Piękny, otoczony pagórkami teren jest doskonałym miejscem na spędzenie wakacyjnego dnia. W średniowieczu Miedniki były swoistym „progiem" Wilna, chroniącym wstępu do stolicy od strony wschodniej, od której w każdej chwili oczekiwano ataku wroga. Wzniesiono więc zamek warowny. Początek budowy zamku historycy oceniają na koniec XIII – początek XIV wieku. Pod przyszłą budowlę obrano bagienny, trudno dostępny teren. Za czasów Kazimierza Jagiellończyka (1427 - 1492), w miednickim zamku niejednokrotnie bawili synowie królewscy: Jan Albrecht, Aleksander, Władysław, Zygmunt i Kazimierz (znany teraz jako święty patron Litwy). Królewicze odpoczywali tu ze swym wychowawcą Janem Długoszem.

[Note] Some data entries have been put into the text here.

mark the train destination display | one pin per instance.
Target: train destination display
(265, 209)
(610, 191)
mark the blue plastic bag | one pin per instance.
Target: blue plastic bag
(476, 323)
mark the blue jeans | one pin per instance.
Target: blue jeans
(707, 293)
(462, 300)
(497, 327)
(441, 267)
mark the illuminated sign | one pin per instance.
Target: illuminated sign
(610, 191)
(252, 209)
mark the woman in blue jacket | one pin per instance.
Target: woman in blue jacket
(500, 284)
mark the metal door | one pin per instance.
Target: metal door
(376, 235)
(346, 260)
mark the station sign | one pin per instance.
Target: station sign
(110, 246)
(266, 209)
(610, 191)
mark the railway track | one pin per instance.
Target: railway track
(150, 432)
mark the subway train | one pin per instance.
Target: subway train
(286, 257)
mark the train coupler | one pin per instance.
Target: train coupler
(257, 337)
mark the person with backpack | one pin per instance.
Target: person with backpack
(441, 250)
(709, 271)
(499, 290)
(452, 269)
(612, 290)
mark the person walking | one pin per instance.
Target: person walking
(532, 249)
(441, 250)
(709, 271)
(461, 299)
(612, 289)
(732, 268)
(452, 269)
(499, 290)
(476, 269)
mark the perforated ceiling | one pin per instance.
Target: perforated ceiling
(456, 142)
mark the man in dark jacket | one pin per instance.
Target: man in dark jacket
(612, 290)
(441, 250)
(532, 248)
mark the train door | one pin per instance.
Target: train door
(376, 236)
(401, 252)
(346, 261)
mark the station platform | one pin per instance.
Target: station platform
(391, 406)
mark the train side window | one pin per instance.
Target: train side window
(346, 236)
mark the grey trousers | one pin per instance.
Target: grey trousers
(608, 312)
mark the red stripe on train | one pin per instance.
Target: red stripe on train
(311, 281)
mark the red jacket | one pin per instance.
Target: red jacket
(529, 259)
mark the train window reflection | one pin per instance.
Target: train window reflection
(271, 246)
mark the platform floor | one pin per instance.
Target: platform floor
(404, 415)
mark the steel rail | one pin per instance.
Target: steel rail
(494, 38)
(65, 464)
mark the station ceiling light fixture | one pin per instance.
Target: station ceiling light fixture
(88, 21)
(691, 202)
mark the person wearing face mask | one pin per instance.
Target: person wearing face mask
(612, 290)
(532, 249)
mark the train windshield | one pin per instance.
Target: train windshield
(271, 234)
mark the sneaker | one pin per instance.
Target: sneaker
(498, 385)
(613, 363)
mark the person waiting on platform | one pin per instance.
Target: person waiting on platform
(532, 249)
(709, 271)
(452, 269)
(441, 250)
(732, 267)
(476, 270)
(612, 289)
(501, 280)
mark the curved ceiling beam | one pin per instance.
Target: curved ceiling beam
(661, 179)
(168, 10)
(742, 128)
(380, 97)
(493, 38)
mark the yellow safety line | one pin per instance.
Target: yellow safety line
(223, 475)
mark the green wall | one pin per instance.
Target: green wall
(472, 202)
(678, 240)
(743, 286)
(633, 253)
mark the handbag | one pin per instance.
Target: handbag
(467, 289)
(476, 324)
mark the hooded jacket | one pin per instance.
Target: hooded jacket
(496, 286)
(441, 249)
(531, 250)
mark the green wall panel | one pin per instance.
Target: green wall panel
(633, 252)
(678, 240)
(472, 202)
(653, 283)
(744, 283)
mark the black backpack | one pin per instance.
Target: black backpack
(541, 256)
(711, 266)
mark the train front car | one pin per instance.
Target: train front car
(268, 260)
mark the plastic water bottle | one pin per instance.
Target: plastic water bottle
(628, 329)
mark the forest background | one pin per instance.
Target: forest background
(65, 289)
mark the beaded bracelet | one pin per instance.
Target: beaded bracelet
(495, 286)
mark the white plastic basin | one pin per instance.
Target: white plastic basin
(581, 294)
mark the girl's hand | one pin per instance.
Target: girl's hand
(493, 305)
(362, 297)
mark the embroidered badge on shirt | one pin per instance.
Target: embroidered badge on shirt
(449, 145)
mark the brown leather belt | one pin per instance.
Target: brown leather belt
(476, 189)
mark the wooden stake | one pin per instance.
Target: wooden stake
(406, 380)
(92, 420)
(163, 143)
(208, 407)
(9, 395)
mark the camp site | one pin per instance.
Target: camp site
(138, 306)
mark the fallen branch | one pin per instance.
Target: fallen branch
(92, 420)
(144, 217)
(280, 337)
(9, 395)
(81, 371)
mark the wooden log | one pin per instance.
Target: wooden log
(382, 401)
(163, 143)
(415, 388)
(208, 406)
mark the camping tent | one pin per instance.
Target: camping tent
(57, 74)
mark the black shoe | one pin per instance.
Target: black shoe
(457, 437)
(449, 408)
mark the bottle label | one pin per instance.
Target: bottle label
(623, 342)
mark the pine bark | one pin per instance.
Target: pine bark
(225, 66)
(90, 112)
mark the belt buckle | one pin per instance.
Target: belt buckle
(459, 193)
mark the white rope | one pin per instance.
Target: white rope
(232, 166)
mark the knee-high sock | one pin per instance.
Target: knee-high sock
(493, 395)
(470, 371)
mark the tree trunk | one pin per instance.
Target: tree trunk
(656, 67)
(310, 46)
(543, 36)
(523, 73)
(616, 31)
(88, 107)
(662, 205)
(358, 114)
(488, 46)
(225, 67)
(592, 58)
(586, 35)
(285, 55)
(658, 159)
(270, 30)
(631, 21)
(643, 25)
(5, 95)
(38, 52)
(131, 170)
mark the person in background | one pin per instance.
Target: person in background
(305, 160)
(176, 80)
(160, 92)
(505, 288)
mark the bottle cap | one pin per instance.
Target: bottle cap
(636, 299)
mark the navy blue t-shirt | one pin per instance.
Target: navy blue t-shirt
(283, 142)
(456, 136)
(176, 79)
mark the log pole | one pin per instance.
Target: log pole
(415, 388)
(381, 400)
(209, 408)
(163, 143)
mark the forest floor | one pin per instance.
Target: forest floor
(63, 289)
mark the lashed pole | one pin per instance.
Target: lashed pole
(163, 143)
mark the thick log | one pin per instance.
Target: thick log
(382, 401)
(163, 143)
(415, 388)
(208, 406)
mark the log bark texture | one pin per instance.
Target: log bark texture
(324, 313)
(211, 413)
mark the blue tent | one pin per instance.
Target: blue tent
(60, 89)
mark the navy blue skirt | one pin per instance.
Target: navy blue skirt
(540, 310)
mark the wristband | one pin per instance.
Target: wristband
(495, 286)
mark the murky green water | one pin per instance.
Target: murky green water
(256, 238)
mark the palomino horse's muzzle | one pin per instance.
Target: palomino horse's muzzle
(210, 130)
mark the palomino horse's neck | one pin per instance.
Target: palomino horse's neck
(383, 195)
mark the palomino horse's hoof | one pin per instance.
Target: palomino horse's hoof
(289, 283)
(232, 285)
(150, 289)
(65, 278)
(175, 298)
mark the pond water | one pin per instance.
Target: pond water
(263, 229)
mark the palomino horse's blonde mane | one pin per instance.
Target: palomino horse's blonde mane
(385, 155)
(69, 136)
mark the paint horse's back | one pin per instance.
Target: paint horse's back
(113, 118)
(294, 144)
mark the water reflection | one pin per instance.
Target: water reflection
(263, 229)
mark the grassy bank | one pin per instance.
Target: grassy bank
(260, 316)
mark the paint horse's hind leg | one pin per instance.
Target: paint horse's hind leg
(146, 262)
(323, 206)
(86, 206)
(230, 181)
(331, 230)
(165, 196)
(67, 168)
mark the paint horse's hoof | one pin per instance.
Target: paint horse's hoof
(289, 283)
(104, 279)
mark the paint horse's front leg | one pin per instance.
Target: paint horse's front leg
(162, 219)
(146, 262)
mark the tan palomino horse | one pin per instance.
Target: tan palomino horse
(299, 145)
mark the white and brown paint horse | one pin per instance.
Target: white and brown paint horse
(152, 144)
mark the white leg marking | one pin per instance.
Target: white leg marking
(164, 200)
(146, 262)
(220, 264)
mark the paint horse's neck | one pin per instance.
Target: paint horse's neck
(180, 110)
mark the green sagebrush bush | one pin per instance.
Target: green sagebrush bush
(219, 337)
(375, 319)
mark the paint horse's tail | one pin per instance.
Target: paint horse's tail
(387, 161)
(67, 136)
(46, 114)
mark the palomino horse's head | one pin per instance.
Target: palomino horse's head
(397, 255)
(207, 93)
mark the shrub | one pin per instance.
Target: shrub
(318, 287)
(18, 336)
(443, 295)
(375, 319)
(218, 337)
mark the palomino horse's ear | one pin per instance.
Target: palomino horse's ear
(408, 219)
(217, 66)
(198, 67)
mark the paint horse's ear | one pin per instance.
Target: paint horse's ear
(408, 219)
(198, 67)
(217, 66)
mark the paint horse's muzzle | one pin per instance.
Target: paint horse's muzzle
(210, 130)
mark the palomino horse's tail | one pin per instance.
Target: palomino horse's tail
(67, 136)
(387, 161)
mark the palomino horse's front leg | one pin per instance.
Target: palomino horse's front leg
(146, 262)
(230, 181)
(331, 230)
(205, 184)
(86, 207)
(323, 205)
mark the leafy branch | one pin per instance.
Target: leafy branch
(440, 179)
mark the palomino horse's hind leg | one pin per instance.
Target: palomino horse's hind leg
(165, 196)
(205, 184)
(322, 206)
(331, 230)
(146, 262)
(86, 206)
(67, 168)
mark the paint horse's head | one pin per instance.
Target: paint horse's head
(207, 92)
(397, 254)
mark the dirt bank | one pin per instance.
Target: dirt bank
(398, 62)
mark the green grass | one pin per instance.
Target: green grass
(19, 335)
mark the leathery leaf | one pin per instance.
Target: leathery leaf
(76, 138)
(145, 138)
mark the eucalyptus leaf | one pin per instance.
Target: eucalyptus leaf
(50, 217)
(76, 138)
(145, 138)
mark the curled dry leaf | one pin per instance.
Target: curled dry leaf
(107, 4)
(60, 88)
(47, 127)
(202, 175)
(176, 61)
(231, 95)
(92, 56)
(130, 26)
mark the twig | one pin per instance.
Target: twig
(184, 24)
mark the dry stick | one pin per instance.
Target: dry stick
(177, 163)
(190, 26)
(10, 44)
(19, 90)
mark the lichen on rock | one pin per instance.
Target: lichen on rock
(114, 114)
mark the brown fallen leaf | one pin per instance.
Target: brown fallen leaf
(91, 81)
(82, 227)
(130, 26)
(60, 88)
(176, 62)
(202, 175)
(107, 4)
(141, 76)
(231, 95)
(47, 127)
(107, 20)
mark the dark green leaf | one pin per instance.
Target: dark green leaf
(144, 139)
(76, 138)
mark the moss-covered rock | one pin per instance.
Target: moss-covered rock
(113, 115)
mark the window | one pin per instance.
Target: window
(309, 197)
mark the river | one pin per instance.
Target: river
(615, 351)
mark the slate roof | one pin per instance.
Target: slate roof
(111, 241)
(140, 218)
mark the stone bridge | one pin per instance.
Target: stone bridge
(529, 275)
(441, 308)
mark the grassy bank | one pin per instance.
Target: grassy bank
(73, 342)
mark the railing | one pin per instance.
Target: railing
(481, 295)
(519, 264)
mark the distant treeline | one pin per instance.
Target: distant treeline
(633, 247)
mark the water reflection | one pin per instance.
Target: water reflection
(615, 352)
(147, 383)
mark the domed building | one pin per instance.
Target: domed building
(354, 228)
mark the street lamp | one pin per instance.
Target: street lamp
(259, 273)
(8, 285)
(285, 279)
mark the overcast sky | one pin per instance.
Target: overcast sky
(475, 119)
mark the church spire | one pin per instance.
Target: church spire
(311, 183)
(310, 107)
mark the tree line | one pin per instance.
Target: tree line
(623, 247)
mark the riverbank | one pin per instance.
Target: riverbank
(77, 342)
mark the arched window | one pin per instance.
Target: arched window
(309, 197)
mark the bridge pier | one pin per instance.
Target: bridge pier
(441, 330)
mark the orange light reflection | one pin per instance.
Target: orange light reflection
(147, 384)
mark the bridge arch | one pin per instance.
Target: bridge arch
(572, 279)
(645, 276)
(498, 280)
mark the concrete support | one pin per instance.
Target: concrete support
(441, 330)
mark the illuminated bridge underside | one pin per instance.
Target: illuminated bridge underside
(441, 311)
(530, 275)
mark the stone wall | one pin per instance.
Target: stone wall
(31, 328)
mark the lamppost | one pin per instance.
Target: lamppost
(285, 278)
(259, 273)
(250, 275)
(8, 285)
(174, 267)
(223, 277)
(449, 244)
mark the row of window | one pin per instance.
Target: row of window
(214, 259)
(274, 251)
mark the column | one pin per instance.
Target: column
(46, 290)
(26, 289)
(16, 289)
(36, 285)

Dziś zamek jest odnowiony i naprawdę warty obejrzenia. Pięciopiętrową kondygnację wieńczy taras widokowy. Wnętrza są urządzone i można oglądać w nich dość liczne eksponaty. Wrażenie sprawia sala z bronią średniowieczną. Znajduje się w niej pełen symboli tryptyk z bitwą grunwaldzką, gdzie na pierwszy plan wysunięty jest książę Witold. W tle słychać „Bogurodzicę" – pierwszy hymn, z którym wojsko podążało na bitwę.
Warty obejrzenia jest kościół – jeden z pierwszych siedmiu kościołów parafialnych założonych przez króla Władysława Jagiełłę tuż po chrzcie Litwy w 1387 roku. Drewniany kościół o dość oryginalnej architekturze istnieje od 1928 roku, kiedy to zatwierdzono projekt nowej drewnianej świątyni, opracowany przez architekta A. Dubowika. Wybudowany wspólnymi siłami parafian nowy kościół pw. św. Kazimierza, został poświęcony parę lat później, a do dziś przy kościele mieszkają franciszkanie, których pierwszy przedstawiciel pojawił się w tej miejscowości w 1961 roku – a był to franciszkanin Kamil Wełymański, który po powrocie z sowieckiego zesłania osiadł w Miednikach.